SPRINGORA Vanessa, ‘Le Consentement’.

Sortie : 2020, Chez : Editions Grasset & Fasquelle / Le Livre de Poche

Vanessa Springora avait 14 ans au mitan des années 1980′ lorsque Gabriel Matzneff, 49 ans, écrivain, la séduisit. 35 ans plus tard, elle fait le récit d’une emprise dont elle s’est défaite avec difficulté et qui l’a durablement traumatisée.

Lui était un écrivain prolifique et sulfureux, introduit dans le tout Paris littéraire, désigné par « G » dans le récit. Amateur de relations sexuelles avec de jeunes enfants mineurs, il détaillait à loisir ses ébats sexuels dans des journaux intimes qui étaient publiés et faisaient la joie gourmande du microcosme de Saint-Germain-des-Prés. Il fallut attendre la publication du livre de Springora en 2020 pour que Matzneff désormais âgé de plus de 80 ans commence à être mis devant ses responsabilités et qualifié de pédocriminel. Il est depuis définitivement ostracisé par le petit monde qui l’avait encensé mais l’avait un peu oublié ces dernières années, bien qu’il reçut encore le prix Renaudot en 2013. Ses crimes étant prescrits, son sort de vieux monsieur pervers n’a sans doute plus beaucoup d’importance.

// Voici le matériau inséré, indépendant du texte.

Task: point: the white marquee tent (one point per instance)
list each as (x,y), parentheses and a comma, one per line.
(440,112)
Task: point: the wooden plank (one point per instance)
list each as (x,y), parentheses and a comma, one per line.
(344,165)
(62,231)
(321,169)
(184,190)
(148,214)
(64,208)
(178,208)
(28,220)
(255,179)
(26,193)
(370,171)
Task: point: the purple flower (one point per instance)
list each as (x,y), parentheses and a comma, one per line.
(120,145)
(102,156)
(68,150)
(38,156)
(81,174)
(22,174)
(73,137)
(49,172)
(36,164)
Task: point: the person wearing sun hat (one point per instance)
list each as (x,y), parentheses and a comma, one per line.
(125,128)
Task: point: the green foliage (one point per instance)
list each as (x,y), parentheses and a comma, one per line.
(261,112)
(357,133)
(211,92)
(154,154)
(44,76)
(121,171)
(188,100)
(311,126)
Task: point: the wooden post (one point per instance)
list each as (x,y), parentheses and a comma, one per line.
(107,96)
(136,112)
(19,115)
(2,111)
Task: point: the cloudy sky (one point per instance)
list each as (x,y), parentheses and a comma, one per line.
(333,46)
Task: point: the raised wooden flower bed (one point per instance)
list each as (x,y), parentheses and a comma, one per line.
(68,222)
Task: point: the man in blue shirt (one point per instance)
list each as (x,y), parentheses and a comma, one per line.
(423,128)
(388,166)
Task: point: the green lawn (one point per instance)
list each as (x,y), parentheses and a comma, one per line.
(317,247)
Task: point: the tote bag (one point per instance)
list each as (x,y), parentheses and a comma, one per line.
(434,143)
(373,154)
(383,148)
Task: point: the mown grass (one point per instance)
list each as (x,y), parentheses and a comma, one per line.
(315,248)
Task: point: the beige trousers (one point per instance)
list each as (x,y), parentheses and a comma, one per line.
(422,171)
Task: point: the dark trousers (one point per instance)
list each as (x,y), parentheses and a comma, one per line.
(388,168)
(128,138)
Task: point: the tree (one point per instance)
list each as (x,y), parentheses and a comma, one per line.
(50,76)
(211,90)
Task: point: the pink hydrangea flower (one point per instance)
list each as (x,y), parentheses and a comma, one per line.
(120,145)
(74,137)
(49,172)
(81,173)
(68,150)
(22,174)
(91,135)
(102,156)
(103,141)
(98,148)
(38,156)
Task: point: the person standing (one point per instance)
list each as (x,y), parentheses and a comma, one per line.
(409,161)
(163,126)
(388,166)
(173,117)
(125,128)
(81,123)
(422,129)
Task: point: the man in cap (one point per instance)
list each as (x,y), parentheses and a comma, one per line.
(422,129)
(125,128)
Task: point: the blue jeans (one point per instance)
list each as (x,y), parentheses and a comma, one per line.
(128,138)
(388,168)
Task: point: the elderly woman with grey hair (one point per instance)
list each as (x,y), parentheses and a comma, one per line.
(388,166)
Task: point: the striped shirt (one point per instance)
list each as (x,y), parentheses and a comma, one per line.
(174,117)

Le récit d’une de ses nombreuses victimes a certainement valeur de thérapie pour elle et c’est tant mieux. Ses courts chapitres font aussi, et surtout, le procès d’une époque, et plus précisément de l’élite culturelle de ce temps. Mai 68, Simone de Beauvoir, la théorie psychologique dévoyée, une philosophie libertaire promue par de grands penseurs, notamment français, sont passés par là. Le fameux slogan « il est interdit d’interdire » a été érigé en mode de fonctionnement dans le microcosme se croyant au-dessus des lois de la nature, conduisant à l’abandon d’un cadre pour l’éducation des enfants et la démission de l’autorité parentale.

Un père absent, une mère « tolérante », une époque conciliante et un milieu littéraire nombriliste, il n’en fallut pas plus pour que Vanessa Springora tombe dans les griffes du prédateur à un âge où son « consentement » ne pouvait pas être éclairé. Il lui faudra quelques années pour se déprendre du pédophile séducteur, quelques décennies pour s’en remettre et écrire ce livre, le récit plutôt froid des grandes erreurs d’une époque, pendant que celle d’aujourd’hui en commet de nouvelles.

Il se murmure à Saint-Germain-des Prés que Matzneff cherche à publier sa réponse « Vanessavirus » mais qu’il ne trouve pas d’éditeur.